We’re fortunate that advances in medicine, technology, and vaccines have significantly diminished — and in some cases eradicated — outbreaks of some of the world’s most deadly diseases.
Here is a roundup of four deadly diseases that have either been wiped off the earth or are much easier to fight today.
These days, diphtheria is relatively little known. However, this highly contagious disease was once a leading cause of death among children. It created a false membrane in the throat that prevented breathing and swallowing, and it could lead to potentially fatal heart and nerve damage.
In 1921, the U.S. recorded 206,000 cases of diphtheria, leading to 15,520 deaths. However, when vaccines were introduced starting in the 1920s, the rates dramatically decreased. By 1974, the diphtheria vaccination was on a suggested list of immunizations for developing countries, decreasing the rate even further.
While the disease does still exist globally, it’s much less of a threat today, and between 2004 and 2017, only two cases of diphtheria were reported in the U.S.
Short for poliomyelitis, polio is an extremely infectious disease that can lead to lifelong paralysis and even death.
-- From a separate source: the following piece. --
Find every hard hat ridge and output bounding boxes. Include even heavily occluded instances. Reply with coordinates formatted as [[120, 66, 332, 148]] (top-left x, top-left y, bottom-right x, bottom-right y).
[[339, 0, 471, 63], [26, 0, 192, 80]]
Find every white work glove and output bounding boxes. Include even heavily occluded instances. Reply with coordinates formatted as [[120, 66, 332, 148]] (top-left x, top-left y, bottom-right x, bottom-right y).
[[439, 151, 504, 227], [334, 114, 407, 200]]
As recently as the 1950s, it was one of the most dreaded diseases in the U.S. In 1952, up to 60,000 cases of polio were reported, leading to about 3,000 deaths and many more cases of paralysis.
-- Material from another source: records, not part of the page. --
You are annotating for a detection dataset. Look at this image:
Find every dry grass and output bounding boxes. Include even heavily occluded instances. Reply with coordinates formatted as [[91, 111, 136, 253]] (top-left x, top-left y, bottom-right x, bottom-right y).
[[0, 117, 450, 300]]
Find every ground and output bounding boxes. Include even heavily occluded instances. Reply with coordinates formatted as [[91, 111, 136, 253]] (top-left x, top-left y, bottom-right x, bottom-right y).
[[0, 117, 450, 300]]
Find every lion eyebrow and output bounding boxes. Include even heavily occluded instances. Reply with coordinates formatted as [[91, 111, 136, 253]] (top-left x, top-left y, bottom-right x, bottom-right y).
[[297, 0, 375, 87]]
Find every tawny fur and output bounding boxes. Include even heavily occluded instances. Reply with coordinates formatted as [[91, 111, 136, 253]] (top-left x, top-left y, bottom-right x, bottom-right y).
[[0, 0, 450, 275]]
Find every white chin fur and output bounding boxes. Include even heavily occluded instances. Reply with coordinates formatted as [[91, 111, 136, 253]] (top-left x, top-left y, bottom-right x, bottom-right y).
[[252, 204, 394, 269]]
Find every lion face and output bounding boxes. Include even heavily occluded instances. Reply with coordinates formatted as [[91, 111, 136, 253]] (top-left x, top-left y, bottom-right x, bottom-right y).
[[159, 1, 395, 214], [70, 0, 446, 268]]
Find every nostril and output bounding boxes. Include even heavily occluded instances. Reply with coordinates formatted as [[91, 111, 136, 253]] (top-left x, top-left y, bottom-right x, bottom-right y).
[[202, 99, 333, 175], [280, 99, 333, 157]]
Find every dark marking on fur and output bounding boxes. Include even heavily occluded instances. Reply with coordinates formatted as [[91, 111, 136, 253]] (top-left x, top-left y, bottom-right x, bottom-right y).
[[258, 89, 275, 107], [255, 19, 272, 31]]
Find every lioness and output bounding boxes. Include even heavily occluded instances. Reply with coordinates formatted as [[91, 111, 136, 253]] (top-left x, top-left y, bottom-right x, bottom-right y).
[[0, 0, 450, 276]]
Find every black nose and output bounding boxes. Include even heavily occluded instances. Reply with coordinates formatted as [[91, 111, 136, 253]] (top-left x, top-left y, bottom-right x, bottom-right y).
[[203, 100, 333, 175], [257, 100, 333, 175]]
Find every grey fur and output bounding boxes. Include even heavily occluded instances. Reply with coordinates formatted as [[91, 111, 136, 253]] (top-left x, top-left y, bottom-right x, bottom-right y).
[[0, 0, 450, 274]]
However, in the later 1950s, several vaccines were introduced to the public. By 1963, polio cases had fallen to 100, and by the 70s, less than 10 cases. No cases have originated in the U.S. since 1979.
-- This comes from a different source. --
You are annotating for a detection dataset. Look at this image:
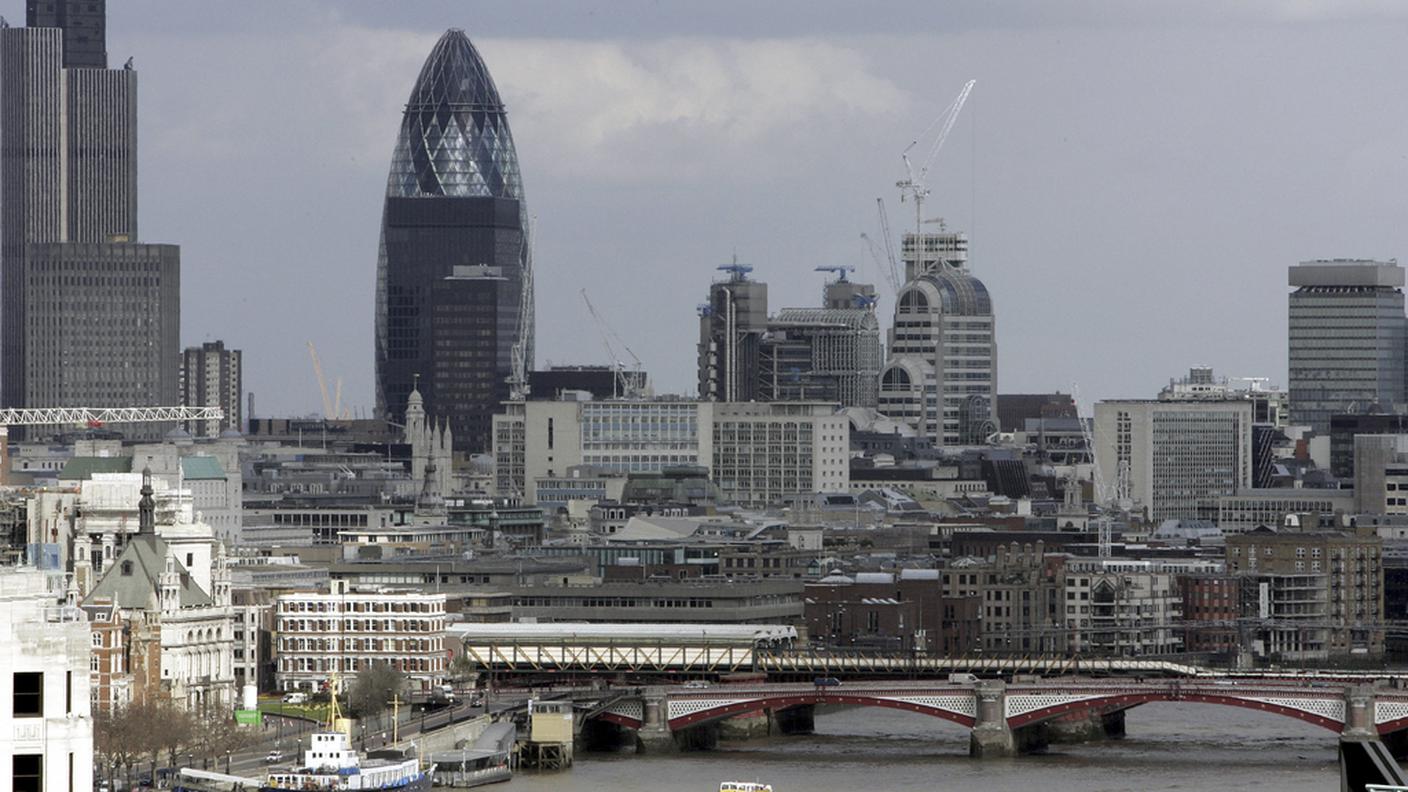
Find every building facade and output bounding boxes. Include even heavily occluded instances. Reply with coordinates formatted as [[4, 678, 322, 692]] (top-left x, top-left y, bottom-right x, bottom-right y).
[[1226, 531, 1384, 660], [879, 233, 997, 445], [1288, 259, 1408, 435], [494, 399, 850, 505], [180, 341, 245, 437], [0, 568, 93, 792], [275, 581, 448, 691], [24, 242, 180, 408], [1093, 400, 1253, 523], [376, 30, 534, 452], [698, 261, 767, 402], [0, 1, 180, 419]]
While polio has not been eradicated yet, it has been deemed eradicable, and is definitely not considered the threat that it once was.
Rubella is derived from Latin, and means “little red.” At first, it was thought to be a disease related to measles or scarlet fever, but it was eventually classified as a separate disease. It can affect the body’s organs, causing congenital defects, spontaneous abortion, and even death.
In the 1960s, a rubella epidemic hit the U.S., with over 12 million cases and about 20,000 newborns affected.
In 1969, a vaccine was introduced, and by 1983 there were fewer than 1,000 cases of rubella reported. With the exception of a minor outbreak in the early ‘90s, the disease has diminished steadily, with only 11 cases annually from 2005-2011.
For a long time, smallpox was considered one of the most devastating diseases on Earth. Evidence of a smallpox-like disease has been discovered as far in the past as the times of ancient Egypt, and it was said to be a catalyst in the decline of the Roman Empire.
In 1796, an English doctor named Edward Jenner experimented with a cure by exposing a young boy to a disease that was related to smallpox. This is seen as the first successful vaccine. With increasing medical advances and awareness, it caught on worldwide.
The last known case of smallpox in the U.S. was reported in 1949, and the last known case globally was in Somalia in 1977. In 1980, smallpox was declared to be eradicated.
While these diseases were once among the most dreaded conditions in the world, they are now far less of a threat than they once were. Thanks to ever-improving medical technology and vaccines, we have fully eradicated smallpox, and we are well on our way to eradicating even more of these once-devastating diseases.